Biomimetic synthesis of C3N4/TiO2/Ag nanosheet composites with high visible-light photocatalytic performance

Abstract

In order to more efficiently utilize solar energy, semiconductor-based nanocomposites with high visible-light responses have attracted much interest in recent years. In this study, a C₃N₄/TiO₂/Ag nanosheet with a high visible-light photocatalytic performance has been synthesized via a biomimetic strategy under mild conditions. Firstly, TiO₂ nanoparticles (NPs) about 10 nm in diameter are loaded on a C₃N₄ nanosheet by the arginine-enabled biomimetic mineralization. Then, Ag NPs about 5 nm in size nucleate and grow on the TiO₂ surface using 3-(3,4-dihydroxyphenyl)propionic acid as an anchor and a reducer to form the TiO₂–Ag heterojunction. The resultant C₃N₄/TiO₂/Ag nanosheet exhibits significantly higher photoelectric conversion efficiency and photodegradation activity than pure C₃N₄ and C₃N₄/TiO₂ under visible-light irradiation.

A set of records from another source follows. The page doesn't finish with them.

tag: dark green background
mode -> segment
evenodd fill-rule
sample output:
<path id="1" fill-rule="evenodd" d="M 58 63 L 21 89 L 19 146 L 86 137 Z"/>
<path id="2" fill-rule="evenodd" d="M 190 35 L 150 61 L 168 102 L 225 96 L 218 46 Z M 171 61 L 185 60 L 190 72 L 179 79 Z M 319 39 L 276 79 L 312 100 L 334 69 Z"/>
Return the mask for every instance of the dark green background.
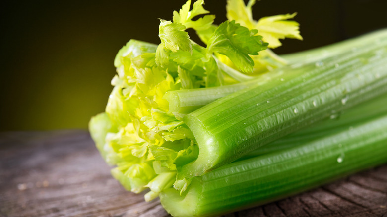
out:
<path id="1" fill-rule="evenodd" d="M 158 43 L 157 18 L 171 19 L 185 2 L 2 3 L 0 131 L 86 128 L 104 109 L 119 49 L 131 38 Z M 225 20 L 225 0 L 205 4 Z M 298 13 L 304 40 L 285 40 L 275 50 L 284 54 L 386 27 L 386 8 L 385 0 L 262 0 L 253 14 Z"/>

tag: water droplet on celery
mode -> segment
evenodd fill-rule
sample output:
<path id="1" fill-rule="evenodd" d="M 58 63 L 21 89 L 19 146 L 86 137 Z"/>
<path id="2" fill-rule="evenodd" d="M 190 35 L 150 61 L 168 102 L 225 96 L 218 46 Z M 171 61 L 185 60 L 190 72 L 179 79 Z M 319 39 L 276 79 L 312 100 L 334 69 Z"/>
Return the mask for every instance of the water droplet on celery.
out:
<path id="1" fill-rule="evenodd" d="M 347 103 L 347 101 L 348 101 L 348 96 L 346 95 L 345 97 L 341 99 L 341 104 L 343 105 L 345 105 L 345 104 Z"/>
<path id="2" fill-rule="evenodd" d="M 335 110 L 333 110 L 332 111 L 331 114 L 330 115 L 330 116 L 329 116 L 329 118 L 330 119 L 338 119 L 340 113 L 337 113 Z"/>
<path id="3" fill-rule="evenodd" d="M 315 65 L 316 65 L 316 67 L 321 67 L 324 65 L 324 63 L 321 61 L 319 61 L 318 62 L 316 62 Z"/>
<path id="4" fill-rule="evenodd" d="M 342 152 L 340 154 L 340 156 L 337 158 L 337 163 L 341 163 L 344 161 L 344 157 L 345 157 L 343 152 Z"/>

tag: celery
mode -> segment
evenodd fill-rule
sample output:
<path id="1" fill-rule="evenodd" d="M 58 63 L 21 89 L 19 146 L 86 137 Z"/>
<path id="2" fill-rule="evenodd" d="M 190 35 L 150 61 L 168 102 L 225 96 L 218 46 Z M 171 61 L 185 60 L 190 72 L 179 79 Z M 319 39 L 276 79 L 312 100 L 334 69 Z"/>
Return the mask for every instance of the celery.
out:
<path id="1" fill-rule="evenodd" d="M 339 56 L 289 69 L 186 115 L 196 161 L 178 169 L 189 180 L 387 91 L 387 38 Z"/>
<path id="2" fill-rule="evenodd" d="M 302 138 L 303 142 L 296 147 L 232 163 L 195 177 L 181 196 L 172 188 L 164 190 L 161 203 L 174 216 L 220 215 L 284 198 L 387 162 L 387 96 L 352 109 L 333 124 L 334 131 L 323 132 L 322 136 Z M 379 111 L 372 115 L 356 121 L 352 119 L 352 114 L 361 116 L 364 110 L 378 107 Z M 337 127 L 340 124 L 342 127 Z M 284 147 L 288 142 L 284 139 L 275 144 Z"/>
<path id="3" fill-rule="evenodd" d="M 355 52 L 357 48 L 377 43 L 386 37 L 387 29 L 384 29 L 323 47 L 284 55 L 282 57 L 287 60 L 291 66 L 283 66 L 269 73 L 256 76 L 256 79 L 251 81 L 210 88 L 170 91 L 167 92 L 164 97 L 169 103 L 169 112 L 177 116 L 182 116 L 217 99 L 249 87 L 255 83 L 263 84 L 270 82 L 281 76 L 282 71 L 287 69 L 301 67 L 303 63 L 318 61 L 328 57 L 336 56 L 346 51 L 352 50 Z M 233 70 L 223 65 L 222 68 L 229 71 Z M 226 68 L 227 69 L 225 69 Z"/>
<path id="4" fill-rule="evenodd" d="M 387 113 L 386 102 L 387 94 L 383 94 L 376 99 L 345 110 L 338 116 L 332 116 L 334 118 L 315 123 L 309 127 L 296 131 L 267 145 L 249 152 L 238 161 L 297 146 L 312 140 L 328 136 L 339 131 L 352 129 L 353 126 L 357 123 Z"/>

Moreover, the loading amount of Ag nanocrystals can be readily regulated by changing the AgNO₃ concentration. Both TiO₂ and Ag play critical roles for the enhanced photocatalytic activity of C₃N₄/TiO₂/Ag nanosheets. The band match of TiO₂ with C₃N₄ is in favour of the separation of photo-generated carriers in C₃N₄, and the surface plasmon resonance effect of Ag nanocrystals induces the electron excitation in TiO₂ NPs under visible light. This study offers a facile approach for the cost-effective and environmentally benign synthesis of high-efficiency photocatalysts.